John Galt described the Gulch to Dagny Taggart as a place of rest. The Gulch had no police force or sheriff, because it had no crime. The closest thing it had to an executive authority was a three-man Committee of Safety, consisting of John Galt, Francisco d'Anconia, and Ragnar Danneskjöld. Indeed it was not a state of any kind, but a strictly voluntary association of homesteaders. Judge Narragansett's judicial activities were probably limited to the occasional Request for Judicial Intervention to ratify arbitration agreements. The judge might also have reopened his law practice to assist his neighbors with the drawing-up of contracts.
However, the Gulch had several unwritten customs which arose, as Galt also explained, as a reaction to the things that the residents sought to rest from. No one ever remained in the Gulch at another person's expense, nor asked nor granted any unremunerated favors. Every resident was expected to pay his rent to Midas Mulligan, or else pay room and board to the leaseholder of any house in which he stayed. Similarly, no one ever "borrowed" something belonging to another; instead one rented it and was expected to negotiate a rent with the owner. (And if one discovered that he was renting the same article often enough to make it a significant expense, then he might ask Midas Mulligan for a loan, if necessary, and buy the article.)

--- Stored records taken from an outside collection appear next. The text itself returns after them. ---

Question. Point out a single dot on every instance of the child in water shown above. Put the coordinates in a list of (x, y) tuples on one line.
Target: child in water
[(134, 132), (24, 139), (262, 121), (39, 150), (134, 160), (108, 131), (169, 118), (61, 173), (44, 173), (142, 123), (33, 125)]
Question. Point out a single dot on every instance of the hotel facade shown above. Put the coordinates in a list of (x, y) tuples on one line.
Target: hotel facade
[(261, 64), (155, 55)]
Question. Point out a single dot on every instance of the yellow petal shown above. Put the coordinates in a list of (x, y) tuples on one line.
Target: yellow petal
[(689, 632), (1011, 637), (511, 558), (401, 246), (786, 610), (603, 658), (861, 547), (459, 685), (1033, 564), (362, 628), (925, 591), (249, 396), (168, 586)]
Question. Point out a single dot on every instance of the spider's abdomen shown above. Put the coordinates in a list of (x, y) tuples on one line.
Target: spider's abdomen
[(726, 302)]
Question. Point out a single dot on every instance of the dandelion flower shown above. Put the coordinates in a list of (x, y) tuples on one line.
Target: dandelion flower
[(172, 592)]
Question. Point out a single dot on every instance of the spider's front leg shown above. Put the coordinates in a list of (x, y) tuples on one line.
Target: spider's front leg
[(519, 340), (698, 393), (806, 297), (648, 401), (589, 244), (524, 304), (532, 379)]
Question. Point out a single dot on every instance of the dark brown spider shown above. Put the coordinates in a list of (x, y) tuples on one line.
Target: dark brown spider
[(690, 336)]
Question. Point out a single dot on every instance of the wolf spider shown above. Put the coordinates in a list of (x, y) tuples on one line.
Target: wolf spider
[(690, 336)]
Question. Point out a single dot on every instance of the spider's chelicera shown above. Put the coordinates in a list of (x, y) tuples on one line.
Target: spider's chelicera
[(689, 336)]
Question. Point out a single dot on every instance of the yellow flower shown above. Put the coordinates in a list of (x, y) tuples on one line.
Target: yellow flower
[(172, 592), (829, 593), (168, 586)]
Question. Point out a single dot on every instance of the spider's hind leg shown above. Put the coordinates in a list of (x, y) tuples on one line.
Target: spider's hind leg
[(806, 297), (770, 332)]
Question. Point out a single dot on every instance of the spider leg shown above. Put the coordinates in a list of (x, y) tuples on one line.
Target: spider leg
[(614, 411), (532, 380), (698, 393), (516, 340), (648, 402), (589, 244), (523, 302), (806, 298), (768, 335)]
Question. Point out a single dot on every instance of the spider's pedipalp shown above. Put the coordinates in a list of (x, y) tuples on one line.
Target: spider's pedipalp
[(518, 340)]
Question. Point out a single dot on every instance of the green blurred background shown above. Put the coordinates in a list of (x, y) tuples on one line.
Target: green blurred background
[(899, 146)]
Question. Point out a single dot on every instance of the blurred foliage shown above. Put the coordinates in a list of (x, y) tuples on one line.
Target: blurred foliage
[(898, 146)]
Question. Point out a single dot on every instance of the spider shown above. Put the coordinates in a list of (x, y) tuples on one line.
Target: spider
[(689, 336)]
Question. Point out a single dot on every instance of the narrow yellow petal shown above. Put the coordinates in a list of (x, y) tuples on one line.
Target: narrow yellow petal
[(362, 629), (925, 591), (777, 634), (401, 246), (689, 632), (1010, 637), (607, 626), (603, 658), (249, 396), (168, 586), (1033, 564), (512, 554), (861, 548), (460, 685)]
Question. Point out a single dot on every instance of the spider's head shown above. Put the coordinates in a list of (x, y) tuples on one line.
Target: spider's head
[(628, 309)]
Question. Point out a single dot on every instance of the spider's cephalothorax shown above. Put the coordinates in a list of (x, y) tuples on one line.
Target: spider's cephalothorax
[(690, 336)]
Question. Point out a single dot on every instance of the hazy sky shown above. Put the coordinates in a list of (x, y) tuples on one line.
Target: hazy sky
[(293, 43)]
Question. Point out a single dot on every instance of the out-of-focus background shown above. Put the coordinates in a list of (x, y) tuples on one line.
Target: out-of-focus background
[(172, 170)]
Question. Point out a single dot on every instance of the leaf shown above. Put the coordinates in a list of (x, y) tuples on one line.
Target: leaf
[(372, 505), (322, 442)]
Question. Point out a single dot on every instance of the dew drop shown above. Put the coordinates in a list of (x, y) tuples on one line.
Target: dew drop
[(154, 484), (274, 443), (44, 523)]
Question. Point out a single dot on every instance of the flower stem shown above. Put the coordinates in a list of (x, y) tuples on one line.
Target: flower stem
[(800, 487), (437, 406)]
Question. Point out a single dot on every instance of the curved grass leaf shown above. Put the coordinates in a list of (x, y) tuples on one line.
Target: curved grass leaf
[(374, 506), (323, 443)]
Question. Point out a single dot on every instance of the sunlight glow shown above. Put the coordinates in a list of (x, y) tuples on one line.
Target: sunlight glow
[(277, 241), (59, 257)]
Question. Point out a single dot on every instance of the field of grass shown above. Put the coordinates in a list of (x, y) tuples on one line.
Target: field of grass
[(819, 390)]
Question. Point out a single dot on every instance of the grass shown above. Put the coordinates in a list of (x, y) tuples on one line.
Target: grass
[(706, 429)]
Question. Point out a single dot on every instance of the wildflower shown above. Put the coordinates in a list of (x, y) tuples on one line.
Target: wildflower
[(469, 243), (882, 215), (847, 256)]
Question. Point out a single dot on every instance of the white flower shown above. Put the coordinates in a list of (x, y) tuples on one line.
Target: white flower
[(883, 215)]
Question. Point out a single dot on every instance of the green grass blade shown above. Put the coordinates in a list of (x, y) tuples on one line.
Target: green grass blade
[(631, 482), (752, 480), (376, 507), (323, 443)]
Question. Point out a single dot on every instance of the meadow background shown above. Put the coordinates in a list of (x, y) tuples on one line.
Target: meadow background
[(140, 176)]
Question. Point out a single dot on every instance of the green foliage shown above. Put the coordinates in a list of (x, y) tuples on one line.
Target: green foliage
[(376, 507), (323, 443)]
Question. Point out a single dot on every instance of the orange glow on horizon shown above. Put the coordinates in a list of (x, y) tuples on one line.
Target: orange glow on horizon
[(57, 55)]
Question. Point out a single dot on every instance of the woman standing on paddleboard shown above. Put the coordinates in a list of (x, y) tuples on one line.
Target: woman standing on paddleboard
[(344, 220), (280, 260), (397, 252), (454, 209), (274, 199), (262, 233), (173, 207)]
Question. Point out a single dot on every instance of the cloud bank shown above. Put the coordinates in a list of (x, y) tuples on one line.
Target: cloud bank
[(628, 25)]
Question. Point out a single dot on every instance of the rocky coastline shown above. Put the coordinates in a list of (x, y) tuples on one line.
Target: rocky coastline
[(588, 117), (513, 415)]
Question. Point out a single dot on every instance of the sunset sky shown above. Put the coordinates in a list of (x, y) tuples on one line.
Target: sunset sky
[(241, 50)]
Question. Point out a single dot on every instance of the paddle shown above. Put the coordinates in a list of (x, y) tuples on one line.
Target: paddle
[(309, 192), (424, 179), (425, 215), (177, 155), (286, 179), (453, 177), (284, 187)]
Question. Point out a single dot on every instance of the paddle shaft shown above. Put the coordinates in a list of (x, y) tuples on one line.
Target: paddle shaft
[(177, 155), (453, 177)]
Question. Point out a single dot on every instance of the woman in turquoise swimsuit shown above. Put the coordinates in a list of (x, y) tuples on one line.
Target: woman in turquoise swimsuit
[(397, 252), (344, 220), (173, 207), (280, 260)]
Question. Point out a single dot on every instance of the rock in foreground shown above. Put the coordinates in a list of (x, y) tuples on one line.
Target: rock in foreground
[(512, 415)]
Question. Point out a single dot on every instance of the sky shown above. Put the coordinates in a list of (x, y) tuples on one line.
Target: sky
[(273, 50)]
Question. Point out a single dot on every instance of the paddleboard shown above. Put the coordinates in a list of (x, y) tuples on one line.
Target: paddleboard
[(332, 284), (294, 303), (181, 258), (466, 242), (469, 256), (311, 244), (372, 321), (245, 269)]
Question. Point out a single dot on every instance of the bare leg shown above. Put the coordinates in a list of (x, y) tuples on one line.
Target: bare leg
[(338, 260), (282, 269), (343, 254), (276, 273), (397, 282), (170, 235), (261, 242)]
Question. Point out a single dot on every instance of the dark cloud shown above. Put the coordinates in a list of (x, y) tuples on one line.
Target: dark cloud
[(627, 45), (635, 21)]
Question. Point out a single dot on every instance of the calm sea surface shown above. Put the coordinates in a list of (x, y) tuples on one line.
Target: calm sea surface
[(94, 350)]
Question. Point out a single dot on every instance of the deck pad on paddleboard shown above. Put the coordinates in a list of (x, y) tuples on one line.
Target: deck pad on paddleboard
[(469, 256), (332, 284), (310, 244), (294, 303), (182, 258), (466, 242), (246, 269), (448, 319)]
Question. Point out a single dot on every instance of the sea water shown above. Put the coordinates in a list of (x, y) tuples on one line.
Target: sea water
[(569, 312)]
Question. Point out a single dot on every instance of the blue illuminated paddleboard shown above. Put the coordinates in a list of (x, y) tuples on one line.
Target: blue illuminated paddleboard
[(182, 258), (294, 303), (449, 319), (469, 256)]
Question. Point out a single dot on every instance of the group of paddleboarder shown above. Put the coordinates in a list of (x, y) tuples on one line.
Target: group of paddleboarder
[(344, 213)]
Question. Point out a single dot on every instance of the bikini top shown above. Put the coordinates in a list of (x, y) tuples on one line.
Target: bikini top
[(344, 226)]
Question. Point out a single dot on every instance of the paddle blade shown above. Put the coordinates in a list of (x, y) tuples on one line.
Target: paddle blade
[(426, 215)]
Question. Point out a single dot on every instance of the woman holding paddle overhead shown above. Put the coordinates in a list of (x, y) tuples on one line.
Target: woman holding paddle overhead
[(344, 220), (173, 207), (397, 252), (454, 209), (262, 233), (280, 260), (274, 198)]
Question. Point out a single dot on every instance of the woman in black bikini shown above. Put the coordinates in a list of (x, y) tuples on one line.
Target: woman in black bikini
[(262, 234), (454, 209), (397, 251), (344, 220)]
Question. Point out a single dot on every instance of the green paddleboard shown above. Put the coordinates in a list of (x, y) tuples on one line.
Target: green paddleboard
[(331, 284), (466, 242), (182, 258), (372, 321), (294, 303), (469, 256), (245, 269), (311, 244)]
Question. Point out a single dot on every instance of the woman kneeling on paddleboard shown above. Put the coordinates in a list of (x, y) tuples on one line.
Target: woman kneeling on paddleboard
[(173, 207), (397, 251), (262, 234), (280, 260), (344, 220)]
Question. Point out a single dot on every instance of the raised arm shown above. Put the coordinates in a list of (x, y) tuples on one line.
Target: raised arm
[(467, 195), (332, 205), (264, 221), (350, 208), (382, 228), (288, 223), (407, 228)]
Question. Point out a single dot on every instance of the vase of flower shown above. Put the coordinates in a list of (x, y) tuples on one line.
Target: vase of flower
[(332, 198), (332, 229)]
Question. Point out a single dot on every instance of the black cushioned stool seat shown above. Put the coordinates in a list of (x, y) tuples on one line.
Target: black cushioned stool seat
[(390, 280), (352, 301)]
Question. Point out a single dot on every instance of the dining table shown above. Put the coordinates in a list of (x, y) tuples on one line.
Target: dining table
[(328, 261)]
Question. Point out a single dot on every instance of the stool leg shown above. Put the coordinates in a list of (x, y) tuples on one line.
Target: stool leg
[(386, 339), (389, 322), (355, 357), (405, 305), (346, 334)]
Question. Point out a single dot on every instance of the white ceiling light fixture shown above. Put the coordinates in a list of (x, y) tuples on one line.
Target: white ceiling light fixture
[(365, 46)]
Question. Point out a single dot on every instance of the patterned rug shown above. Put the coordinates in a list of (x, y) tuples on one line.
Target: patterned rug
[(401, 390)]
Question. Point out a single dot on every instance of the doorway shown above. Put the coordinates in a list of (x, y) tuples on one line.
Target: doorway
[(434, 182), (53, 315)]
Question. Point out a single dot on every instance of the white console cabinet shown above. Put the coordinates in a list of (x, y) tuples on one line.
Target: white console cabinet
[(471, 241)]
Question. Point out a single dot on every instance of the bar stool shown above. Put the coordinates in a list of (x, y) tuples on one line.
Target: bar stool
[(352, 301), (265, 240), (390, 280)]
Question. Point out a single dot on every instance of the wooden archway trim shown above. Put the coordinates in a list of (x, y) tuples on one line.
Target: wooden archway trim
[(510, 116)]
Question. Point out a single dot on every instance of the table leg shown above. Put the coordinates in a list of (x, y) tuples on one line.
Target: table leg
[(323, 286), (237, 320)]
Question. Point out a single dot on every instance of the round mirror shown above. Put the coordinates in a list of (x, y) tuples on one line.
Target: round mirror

The economy of Galt's Gulch began simply and grew more complex as the community grew more populous. At first it was, of necessity, agricultural. Francisco d'Anconia worked a mine in the Red Mountain Pass in anticipation of a larger economy to come. But aside from him, Midas Mulligan alone lived full-time in the Gulch at first. He said that he "stocked this place to be self-supporting." Specifically, he built a house, cleared some land, grew wheat, and intended to raise cattle.